More than three decades after the identification of the human immunodeficiency virus (HIV), scientists are still working to develop a preventative vaccine that could finally put an end to the epidemic for which there are nearly two million new infections each year.

In a new study, published July 6 in The Lancet, a team of researchers led by Beth Israel Deaconess Medical Center’s Dan H. Barouch, MD, PhD, director of the Center for Virology and Vaccine Research in collaboration with Janssen Vaccines & Prevention and other partners, evaluated a series of preventative HIV vaccine regimens in uninfected human volunteers in five countries. In a similarly designed study, Barouch and colleagues tested the same vaccine for its ability to protect rhesus monkeys challenged with an HIV-like virus from infection. The findings showed the vaccines induced robust and comparable immune responses in humans and monkeys and protected monkeys against acquisition of infection.

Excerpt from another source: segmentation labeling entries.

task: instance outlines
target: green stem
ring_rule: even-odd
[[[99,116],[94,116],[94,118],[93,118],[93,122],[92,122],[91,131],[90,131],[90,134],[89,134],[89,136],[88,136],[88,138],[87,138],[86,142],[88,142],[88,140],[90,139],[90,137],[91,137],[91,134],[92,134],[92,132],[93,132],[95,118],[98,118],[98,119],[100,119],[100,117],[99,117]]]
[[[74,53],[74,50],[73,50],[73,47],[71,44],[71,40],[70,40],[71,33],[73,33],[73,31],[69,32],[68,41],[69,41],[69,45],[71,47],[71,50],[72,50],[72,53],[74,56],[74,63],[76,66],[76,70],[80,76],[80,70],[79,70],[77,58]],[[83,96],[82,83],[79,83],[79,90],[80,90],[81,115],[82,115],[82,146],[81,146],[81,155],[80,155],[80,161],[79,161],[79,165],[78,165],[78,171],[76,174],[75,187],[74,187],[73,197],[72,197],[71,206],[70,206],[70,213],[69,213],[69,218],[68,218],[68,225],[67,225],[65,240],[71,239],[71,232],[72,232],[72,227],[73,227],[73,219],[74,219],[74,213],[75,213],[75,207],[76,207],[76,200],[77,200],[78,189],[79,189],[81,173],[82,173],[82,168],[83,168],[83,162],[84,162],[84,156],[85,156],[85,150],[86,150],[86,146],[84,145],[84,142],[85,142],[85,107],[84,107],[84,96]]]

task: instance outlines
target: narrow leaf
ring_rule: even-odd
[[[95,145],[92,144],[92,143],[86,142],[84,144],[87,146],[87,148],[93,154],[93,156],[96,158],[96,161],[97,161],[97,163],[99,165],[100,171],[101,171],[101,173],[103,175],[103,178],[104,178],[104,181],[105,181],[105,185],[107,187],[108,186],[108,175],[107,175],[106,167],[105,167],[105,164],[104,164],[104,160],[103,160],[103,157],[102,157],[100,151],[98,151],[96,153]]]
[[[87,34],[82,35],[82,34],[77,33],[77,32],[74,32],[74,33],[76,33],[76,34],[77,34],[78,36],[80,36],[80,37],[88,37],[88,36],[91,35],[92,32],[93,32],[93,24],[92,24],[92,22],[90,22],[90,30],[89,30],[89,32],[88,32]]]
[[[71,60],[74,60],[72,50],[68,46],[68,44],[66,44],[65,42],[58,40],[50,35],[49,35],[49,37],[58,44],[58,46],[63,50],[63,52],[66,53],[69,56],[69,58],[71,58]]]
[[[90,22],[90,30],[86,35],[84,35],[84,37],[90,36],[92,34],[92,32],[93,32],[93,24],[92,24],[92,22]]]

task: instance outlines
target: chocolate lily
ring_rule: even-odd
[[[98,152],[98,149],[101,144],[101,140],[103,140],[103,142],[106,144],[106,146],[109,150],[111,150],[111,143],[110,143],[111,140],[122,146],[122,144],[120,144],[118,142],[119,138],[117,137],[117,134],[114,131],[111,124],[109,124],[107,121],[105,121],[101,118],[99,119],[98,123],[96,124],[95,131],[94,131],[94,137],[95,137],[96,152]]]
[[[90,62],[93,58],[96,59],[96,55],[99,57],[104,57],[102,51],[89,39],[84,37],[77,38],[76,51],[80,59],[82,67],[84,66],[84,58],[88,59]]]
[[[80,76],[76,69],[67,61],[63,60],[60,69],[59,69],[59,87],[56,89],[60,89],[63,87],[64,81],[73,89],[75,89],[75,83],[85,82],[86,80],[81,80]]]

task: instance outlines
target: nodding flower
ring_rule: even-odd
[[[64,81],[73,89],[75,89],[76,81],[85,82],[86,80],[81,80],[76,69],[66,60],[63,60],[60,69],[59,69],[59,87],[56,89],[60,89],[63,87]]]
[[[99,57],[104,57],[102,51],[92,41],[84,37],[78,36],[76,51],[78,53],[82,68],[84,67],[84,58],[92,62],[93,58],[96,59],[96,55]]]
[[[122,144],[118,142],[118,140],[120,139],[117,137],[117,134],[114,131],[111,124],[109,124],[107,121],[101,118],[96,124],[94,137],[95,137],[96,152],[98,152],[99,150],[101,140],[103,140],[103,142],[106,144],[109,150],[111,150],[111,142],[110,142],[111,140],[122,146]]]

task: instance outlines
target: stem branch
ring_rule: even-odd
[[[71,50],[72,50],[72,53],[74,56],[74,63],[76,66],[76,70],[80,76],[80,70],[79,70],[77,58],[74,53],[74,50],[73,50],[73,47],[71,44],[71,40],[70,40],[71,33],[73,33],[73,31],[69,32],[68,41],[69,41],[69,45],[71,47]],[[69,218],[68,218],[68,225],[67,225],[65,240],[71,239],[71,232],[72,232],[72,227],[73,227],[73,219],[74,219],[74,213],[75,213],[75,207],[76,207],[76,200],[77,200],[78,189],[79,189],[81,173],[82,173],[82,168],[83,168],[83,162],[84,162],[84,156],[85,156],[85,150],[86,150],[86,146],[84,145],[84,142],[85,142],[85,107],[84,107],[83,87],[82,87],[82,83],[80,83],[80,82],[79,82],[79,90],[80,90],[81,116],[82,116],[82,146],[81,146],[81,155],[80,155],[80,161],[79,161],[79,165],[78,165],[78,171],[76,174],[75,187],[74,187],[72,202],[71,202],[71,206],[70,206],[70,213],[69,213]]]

“This study demonstrates that the mosaic Ad26/Ad26 plus gp140 vaccine candidate induced robust and comparable immune responses in human and monkeys,” said Barouch, who is also Professor of Medicine at Harvard Medical School. “Moreover, the vaccine provided 67 percent protection against viral challenge in monkeys.”

Intended to provide broad protection from the many strains of HIV that are prevalent worldwide, the “mosaic” vaccine contains a patchwork of genetic sequences found among various HIV strains. Known as APPROACH, the phase 1/2a trial tested seven different Ad26/Env HIV vaccine regimens for their safety, tolerability and the ability to elicit immune responses in 393 healthy adult volunteers in Rwanda, South Africa, Thailand, Uganda and the United States. All vaccine regimens were well-tolerated and induced robust immune responses in the participants.

“Based on these data, the mosaic Ad26/Env HIV-1 vaccine has been advanced into a phase 2b clinical efficacy study to determine whether this vaccine will prevent HIV infection in humans in southern Africa,” said Barouch. “We expect results in 2021. This is only the 5th HIV vaccine concept that will be tested for efficacy in humans in the 35+ year history of the global HIV epidemic.”

The study is the result of a collaboration among researchers at BIDMC, Harvard Medical School and the Ragon Institute of Massachusetts General Hospital, MIT and Harvard; the United States Military HIV Research Program (MHRP) at the Walter Reed Army Institute of Research (WRAIR); the National Institute of Allergy and Infectious Diseases (NIAID); the International AIDS Vaccine Initiative; the HIV Vaccine Trials Network (HVTN), Janssen Vaccines & Prevention B.V., part of the Janssen Pharmaceutical Companies of Johnson & Johnson; and multiple other partners.